MCSB control domains and where Senserva provides evidence
MCSB groups controls into domains. The table below maps each domain to the Senserva coverage that produces evidence for it. This is a domain-level view; the checks catalog has the control-level detail.
| MCSB domain | Senserva evidence |
|---|---|
| Identity Management | MFA coverage, authentication methods and strengths, FIDO2 and Windows Hello, legacy authentication, risky users and sign-ins. |
| Privileged Access | Directory and Azure role assignments, eligible vs active PIM, role-management policies, break-glass accounts. |
| Data Protection | Purview sensitivity labels, retention, and DLP posture, SharePoint and OneDrive sharing and access. |
| Asset Management | Organization, storage, licensing, and access inventory, app registrations and service principals. |
| Logging and Threat Detection | Unified audit log health, sign-in, directory and provisioning logs, security alerts. |
| Posture and Vulnerability Management | Patch and CVE coverage enriched with MSRC, CISA KEV, and EPSS, Secure Score control breakdown. |
| Endpoint Security | Intune compliance and configuration, Defender Antivirus, firewall, attack surface reduction, disk encryption. |
| Email and Collaboration | Anti-phishing, anti-malware, anti-spam, and Safe Links protections, Teams and SharePoint posture. |
MCSB also covers Network Security, Incident Response, Backup and Recovery, DevOps Security, and Governance and Strategy. Senserva contributes to these where they touch Microsoft 365 configuration; the rest stay operational and organizational responsibilities.

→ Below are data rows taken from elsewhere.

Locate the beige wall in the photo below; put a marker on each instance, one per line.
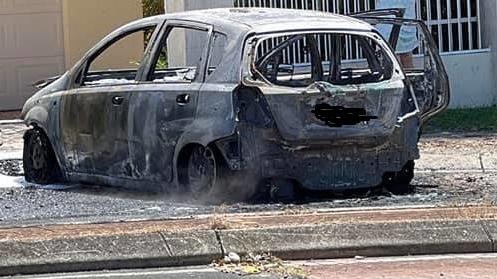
(87, 21)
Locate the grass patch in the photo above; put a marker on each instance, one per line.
(464, 120)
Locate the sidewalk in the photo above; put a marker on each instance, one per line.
(290, 236)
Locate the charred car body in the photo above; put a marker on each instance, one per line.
(324, 105)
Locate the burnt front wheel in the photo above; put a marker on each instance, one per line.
(39, 162)
(201, 172)
(399, 183)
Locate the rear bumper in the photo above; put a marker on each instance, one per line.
(335, 170)
(343, 167)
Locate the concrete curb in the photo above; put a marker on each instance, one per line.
(22, 252)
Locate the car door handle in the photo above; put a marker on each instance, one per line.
(183, 99)
(117, 100)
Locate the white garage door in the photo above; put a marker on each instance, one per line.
(31, 47)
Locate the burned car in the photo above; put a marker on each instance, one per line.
(240, 100)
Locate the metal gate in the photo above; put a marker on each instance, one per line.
(455, 24)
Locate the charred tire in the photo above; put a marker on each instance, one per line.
(206, 176)
(39, 161)
(199, 171)
(399, 183)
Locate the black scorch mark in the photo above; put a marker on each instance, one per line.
(338, 116)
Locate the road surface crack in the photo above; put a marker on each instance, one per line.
(487, 232)
(166, 244)
(220, 241)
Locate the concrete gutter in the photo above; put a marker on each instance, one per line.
(291, 236)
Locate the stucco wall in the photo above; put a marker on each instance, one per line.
(87, 21)
(472, 75)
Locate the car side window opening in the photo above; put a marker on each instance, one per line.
(118, 63)
(303, 59)
(173, 64)
(218, 46)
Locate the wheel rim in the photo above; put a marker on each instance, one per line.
(201, 170)
(38, 154)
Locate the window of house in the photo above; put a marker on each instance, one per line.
(118, 62)
(181, 55)
(303, 59)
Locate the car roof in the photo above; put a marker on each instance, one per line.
(262, 20)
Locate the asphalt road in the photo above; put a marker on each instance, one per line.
(31, 205)
(465, 172)
(470, 266)
(165, 273)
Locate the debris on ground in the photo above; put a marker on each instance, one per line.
(256, 264)
(11, 167)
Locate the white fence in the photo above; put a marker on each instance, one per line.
(455, 24)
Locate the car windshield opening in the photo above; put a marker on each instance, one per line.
(337, 58)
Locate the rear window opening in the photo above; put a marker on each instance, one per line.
(304, 59)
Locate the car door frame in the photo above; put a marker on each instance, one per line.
(75, 87)
(154, 169)
(439, 101)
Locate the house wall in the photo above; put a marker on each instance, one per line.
(473, 74)
(86, 22)
(31, 47)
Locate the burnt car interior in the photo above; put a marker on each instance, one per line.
(98, 71)
(303, 59)
(171, 68)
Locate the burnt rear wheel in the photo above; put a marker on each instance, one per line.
(39, 162)
(200, 171)
(205, 175)
(399, 183)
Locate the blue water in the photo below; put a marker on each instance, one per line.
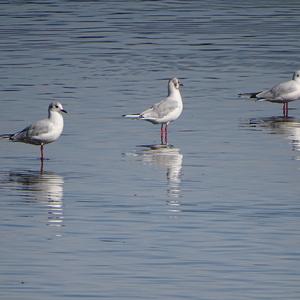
(215, 216)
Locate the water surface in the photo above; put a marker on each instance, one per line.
(213, 216)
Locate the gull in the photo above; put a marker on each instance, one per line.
(165, 111)
(41, 132)
(284, 92)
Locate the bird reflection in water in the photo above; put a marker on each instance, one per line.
(169, 158)
(45, 187)
(288, 127)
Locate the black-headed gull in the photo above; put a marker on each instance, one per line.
(284, 92)
(165, 111)
(42, 132)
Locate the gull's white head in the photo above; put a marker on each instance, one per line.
(56, 106)
(174, 83)
(296, 76)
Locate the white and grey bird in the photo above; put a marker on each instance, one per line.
(165, 111)
(43, 131)
(284, 92)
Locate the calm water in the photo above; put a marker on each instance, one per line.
(215, 216)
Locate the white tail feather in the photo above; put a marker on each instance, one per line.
(133, 116)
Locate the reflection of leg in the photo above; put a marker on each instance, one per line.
(162, 134)
(42, 152)
(166, 134)
(285, 109)
(42, 167)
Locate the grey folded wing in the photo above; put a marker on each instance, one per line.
(32, 131)
(281, 91)
(160, 110)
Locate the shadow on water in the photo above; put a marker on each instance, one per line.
(34, 186)
(288, 127)
(168, 158)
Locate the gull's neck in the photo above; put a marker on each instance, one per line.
(55, 117)
(173, 92)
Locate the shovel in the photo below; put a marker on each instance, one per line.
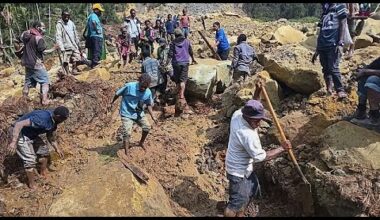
(305, 187)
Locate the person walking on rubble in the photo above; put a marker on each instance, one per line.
(368, 88)
(68, 41)
(28, 144)
(330, 44)
(135, 95)
(180, 51)
(244, 149)
(32, 60)
(221, 41)
(244, 55)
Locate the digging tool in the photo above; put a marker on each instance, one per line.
(134, 169)
(307, 198)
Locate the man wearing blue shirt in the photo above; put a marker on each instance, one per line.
(221, 41)
(28, 144)
(95, 33)
(135, 96)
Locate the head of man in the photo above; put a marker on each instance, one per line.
(162, 42)
(60, 114)
(98, 9)
(147, 23)
(216, 26)
(39, 26)
(241, 38)
(144, 82)
(133, 13)
(65, 16)
(178, 33)
(253, 113)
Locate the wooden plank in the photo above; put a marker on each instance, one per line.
(134, 169)
(209, 46)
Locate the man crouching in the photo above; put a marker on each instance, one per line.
(135, 95)
(27, 142)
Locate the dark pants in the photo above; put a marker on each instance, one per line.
(223, 54)
(96, 48)
(241, 190)
(362, 91)
(330, 59)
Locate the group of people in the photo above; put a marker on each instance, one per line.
(173, 60)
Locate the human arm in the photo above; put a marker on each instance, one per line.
(15, 134)
(192, 54)
(58, 37)
(52, 139)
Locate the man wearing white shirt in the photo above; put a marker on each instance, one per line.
(244, 149)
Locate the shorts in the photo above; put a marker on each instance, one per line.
(237, 75)
(34, 76)
(127, 124)
(70, 56)
(28, 150)
(180, 72)
(373, 82)
(241, 190)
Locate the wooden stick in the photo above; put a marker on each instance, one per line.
(282, 134)
(209, 46)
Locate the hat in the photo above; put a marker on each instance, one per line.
(97, 6)
(162, 41)
(254, 109)
(178, 32)
(62, 111)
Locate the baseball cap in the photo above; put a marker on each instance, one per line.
(162, 42)
(97, 6)
(254, 109)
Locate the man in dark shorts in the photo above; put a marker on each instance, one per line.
(180, 52)
(368, 88)
(27, 142)
(244, 149)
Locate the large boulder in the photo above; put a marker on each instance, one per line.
(291, 65)
(347, 144)
(288, 35)
(206, 76)
(363, 41)
(111, 190)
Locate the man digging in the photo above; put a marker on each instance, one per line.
(134, 96)
(27, 142)
(244, 149)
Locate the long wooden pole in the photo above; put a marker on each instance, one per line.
(282, 135)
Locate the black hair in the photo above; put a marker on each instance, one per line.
(65, 11)
(36, 24)
(242, 37)
(145, 79)
(62, 111)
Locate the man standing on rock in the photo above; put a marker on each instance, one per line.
(368, 86)
(32, 60)
(244, 55)
(330, 45)
(135, 96)
(180, 51)
(244, 149)
(95, 34)
(221, 41)
(27, 142)
(68, 41)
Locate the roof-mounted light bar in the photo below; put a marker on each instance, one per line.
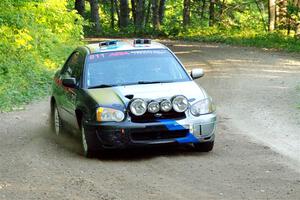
(108, 43)
(141, 41)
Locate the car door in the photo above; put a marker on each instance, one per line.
(72, 69)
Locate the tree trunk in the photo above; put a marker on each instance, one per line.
(212, 12)
(95, 15)
(203, 9)
(186, 12)
(297, 25)
(282, 11)
(112, 13)
(139, 14)
(261, 10)
(272, 14)
(80, 7)
(124, 14)
(117, 11)
(161, 11)
(133, 10)
(155, 17)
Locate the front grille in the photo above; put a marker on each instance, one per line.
(157, 135)
(150, 117)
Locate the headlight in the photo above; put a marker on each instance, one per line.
(138, 107)
(180, 103)
(202, 107)
(153, 107)
(165, 105)
(109, 114)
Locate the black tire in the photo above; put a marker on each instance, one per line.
(87, 143)
(204, 147)
(56, 121)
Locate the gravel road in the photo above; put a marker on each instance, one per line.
(256, 156)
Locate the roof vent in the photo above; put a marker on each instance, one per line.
(141, 41)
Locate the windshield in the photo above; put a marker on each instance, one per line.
(133, 67)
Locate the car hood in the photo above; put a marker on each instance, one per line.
(117, 95)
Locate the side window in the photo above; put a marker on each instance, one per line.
(74, 66)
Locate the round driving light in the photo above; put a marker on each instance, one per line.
(180, 103)
(153, 107)
(166, 105)
(138, 107)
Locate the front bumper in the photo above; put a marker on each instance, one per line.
(125, 134)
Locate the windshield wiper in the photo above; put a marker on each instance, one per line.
(101, 86)
(151, 82)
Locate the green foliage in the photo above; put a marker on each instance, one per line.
(36, 37)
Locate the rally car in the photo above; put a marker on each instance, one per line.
(131, 93)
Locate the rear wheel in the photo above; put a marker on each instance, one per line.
(204, 147)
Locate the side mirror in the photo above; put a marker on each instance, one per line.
(69, 82)
(197, 73)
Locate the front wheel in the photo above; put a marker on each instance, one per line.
(204, 147)
(86, 143)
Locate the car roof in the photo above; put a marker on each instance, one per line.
(123, 45)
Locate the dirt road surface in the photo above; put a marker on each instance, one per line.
(256, 156)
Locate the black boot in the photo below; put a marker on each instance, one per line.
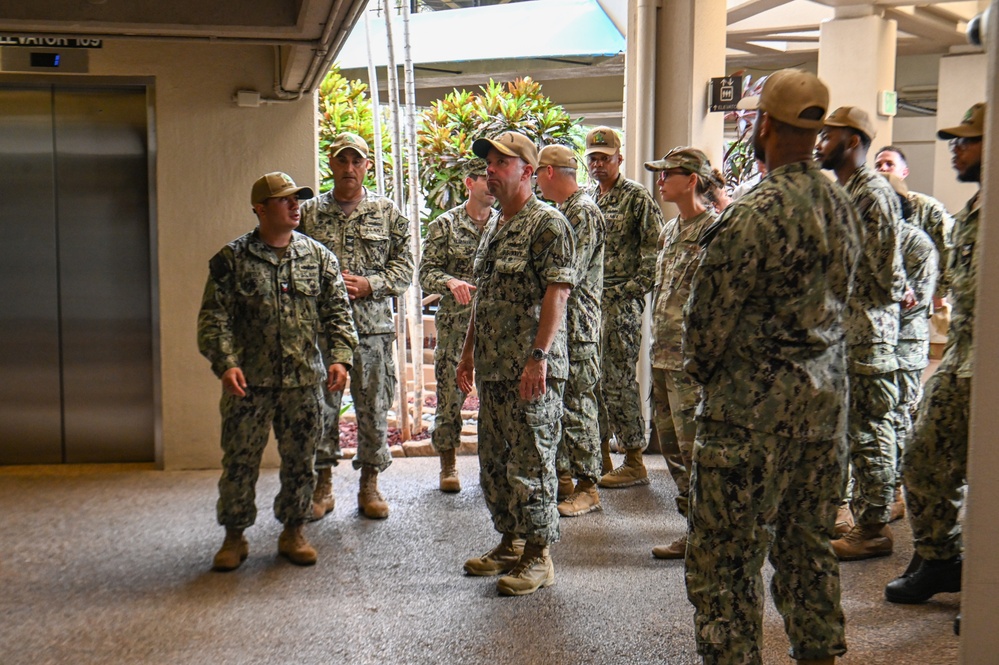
(931, 578)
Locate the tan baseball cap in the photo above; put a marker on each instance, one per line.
(276, 185)
(690, 160)
(346, 140)
(972, 125)
(788, 95)
(557, 155)
(512, 144)
(602, 139)
(854, 118)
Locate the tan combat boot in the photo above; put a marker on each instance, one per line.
(370, 501)
(449, 472)
(323, 500)
(293, 546)
(583, 500)
(844, 520)
(500, 559)
(631, 472)
(606, 463)
(534, 571)
(233, 552)
(864, 542)
(565, 486)
(675, 550)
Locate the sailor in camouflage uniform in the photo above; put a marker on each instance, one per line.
(269, 295)
(633, 222)
(446, 268)
(685, 179)
(925, 213)
(935, 461)
(516, 351)
(579, 451)
(764, 334)
(919, 256)
(372, 240)
(872, 333)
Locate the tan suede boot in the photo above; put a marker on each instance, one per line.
(565, 486)
(449, 481)
(864, 542)
(500, 559)
(233, 552)
(323, 500)
(584, 499)
(370, 501)
(606, 463)
(534, 571)
(293, 546)
(629, 474)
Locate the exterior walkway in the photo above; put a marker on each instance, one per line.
(108, 565)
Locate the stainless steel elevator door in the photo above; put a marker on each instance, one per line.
(76, 355)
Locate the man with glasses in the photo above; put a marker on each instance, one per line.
(268, 296)
(935, 461)
(633, 222)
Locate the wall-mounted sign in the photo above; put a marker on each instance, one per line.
(724, 93)
(50, 42)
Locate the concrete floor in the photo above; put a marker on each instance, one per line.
(106, 565)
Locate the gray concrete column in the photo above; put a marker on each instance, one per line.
(857, 62)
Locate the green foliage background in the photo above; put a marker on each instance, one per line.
(445, 130)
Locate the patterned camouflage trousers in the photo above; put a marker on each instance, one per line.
(910, 391)
(675, 398)
(372, 385)
(873, 399)
(446, 433)
(754, 494)
(579, 449)
(619, 400)
(935, 461)
(297, 418)
(517, 445)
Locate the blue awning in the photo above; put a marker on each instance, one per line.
(539, 29)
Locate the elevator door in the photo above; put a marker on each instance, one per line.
(76, 353)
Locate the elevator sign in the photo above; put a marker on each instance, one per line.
(50, 42)
(724, 93)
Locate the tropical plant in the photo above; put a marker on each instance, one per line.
(450, 125)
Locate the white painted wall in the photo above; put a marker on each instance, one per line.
(208, 153)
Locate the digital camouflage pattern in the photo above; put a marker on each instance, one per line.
(920, 258)
(265, 315)
(579, 450)
(764, 333)
(675, 395)
(372, 242)
(790, 484)
(935, 461)
(372, 385)
(514, 265)
(517, 447)
(872, 338)
(633, 222)
(872, 325)
(680, 243)
(764, 326)
(932, 217)
(449, 253)
(297, 418)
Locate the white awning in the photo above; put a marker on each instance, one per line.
(539, 29)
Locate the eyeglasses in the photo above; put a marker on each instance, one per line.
(963, 143)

Why MCSB is a good backbone
Microsoft maps MCSB to CIS, NIST 800-53, and PCI DSS, so evidence gathered against MCSB carries over to those frameworks. Senserva builds on Microsoft's own baseline and Secure Score, then adds ranking by real-world risk and validated remediation, so you are not just measuring against Microsoft's bar, you are closing the gaps. It complements Defender and Secure Score rather than replacing them.